I’ve judged an American Pale Ale with spruce that he brewed and it was awesome. The surprising thing about it was that although it was highly hopped the spruce still came through.
Pete recommends Sitka Spruce. I’ve used white spruce and the beers came out pretty good. However, I have yet to try the extended boiling that Pete recommends.
If you are serious about brewing a spruce beer I recommend searching the Forum for Pete Devaris and reading all the posts with respect to his spruce beer suggestions.
Spruce beers are good. Pine beers scare the willies out of me. Yuck!
I boil my spruce tips for an hour, as directed by Pete Devaris. it works great, turns out really nice. His wife even makes a great spruce tip jelly by boiling the tips for an hour and then (presumably) straining out the tips and adding gelatin.
Tremendous responses! Thanks for everything you guys are saying!

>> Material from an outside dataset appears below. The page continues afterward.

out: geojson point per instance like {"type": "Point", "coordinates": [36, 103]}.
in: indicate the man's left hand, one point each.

I’ve heard about Simcoe, and it’s been recommended, but my local homebrew store doesn’t have any in stock. I love the idea of going for tips specifically – and I was just using Pine as a catch-all for that type of tree, though spruce was my (albeit unvoiced) intention. I live in Colorado, and my intent was to head up to the hills and snip some real tips and use those, but obviously the time of year has some effect. Does anyone think that the time of year will ruin it, or can I just boil them for an hour and roll with that? And to be clear (I’m a rookie, sorry) you’re saying boil them for an hour, and then proceed with the rest of the recipe in that boil, right?
Also, the suggestion of yarrow is VERY interesting, something I’m definitely going to read up on before I brew this weekend.